Tekrar hoşgeldiniz, hepinize sevgiler sunuyor, katıldığınız için teşekkür ediyorum. Bildiğiniz gibi bu toplantıda sizlerle ekonomik gelişmeleri, beklentileri, çalışmalarımızı ve yıl sonunda yaptığımız anketimizin sonuçlarını paylaşmak için biraraya geliyo

Tekrar hoşgeldiniz, hepinize sevgiler sunuyor, katıldığınız için teşekkür ediyorum. Bildiğiniz gibi bu toplantıda sizlerle ekonomik gelişmeleri, beklentileri, çalışmalarımızı ve yıl sonunda yaptığımız anketimizin sonuçlarını paylaşmak için biraraya geliyoruz.

Geçen yıl yine böyle güzel bir katılımla biraraya gelmiştik. Bu yıl yerel seçimler öncesinde, başkan adaylarımız ilçe ve mahalle turları atıyorlar, sizin de en yoğun döneminiz. Anketimizi yeni tamamladığımız için bu toplantı seçim öncesine, sizin yoğun döneminize rastladı. Sizlerin gündeminde daha çok siyaset var, ama ekonomik durum artık siyaset kadar önemli hale geldi.

Ekonomide durgunluk ve küçülme dönemindeyiz, herkes bunun ne kadar süreceğini, ekonominin nereye gideceğini merak ediyor. Biz verileri izliyoruz, ama verileri izlemek yetmiyor. Ekonomide net öngörü yapabilmek için, para ve maliye politikalarında ne zaman hangi adımların atılacağını bilmek gerekiyor. Türkiye’de genellikle kısa vadeli öngörü yapabiliyoruz.
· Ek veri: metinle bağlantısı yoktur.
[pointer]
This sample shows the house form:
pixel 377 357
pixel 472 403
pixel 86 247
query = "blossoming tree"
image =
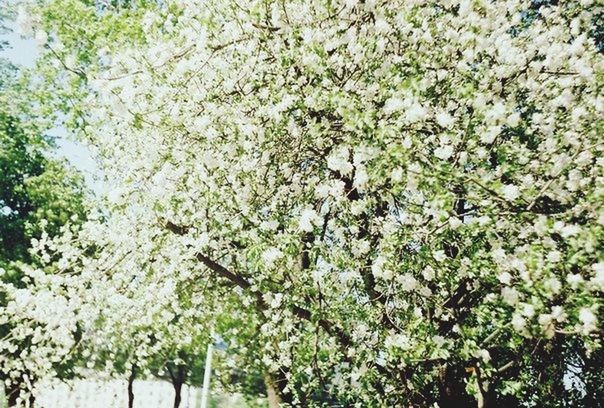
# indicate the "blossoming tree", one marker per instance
pixel 404 198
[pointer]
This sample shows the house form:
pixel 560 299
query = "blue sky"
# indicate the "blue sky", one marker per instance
pixel 23 52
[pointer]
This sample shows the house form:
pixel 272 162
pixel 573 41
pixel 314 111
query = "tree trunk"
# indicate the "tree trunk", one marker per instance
pixel 178 379
pixel 274 399
pixel 130 388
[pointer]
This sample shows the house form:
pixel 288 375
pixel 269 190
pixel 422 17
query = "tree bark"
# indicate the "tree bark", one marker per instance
pixel 131 388
pixel 178 379
pixel 274 399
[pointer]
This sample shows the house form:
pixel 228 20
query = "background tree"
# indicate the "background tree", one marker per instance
pixel 404 197
pixel 39 194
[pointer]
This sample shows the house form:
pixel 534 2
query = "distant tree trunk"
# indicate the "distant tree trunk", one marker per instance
pixel 274 399
pixel 130 388
pixel 178 379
Bu dönemde ekonomide beklentileri yönetmek çok önemli bir husustur. Türkiye’de bazen çok iyimser, bazen çok kötümser oluyoruz. Ekonomiye toz pembe bakmak da karanlık bakmak da doğru değildir. Ayrıca, makro ekonomide değişiklik büyük şirketleri daha fazla etkiler, KOBİ’lerin daha esnek olması gerekir. Hepimiz daha iyi hesap yapmayı, daha iyi önlem almayı öğrenmeliyiz. Oda olarak biz her zaman verileri paylaşarak hem ekonomi yönetimini hem üyelerimizi uyarmaya çaba harcıyoruz. Son dönemde bir karamsarlık havası var, elbette ekonomide sorun çok, ama biz Antalya olarak birçok artılara sahibiz, geleceğe güvenimizi kaybetmemeliyiz.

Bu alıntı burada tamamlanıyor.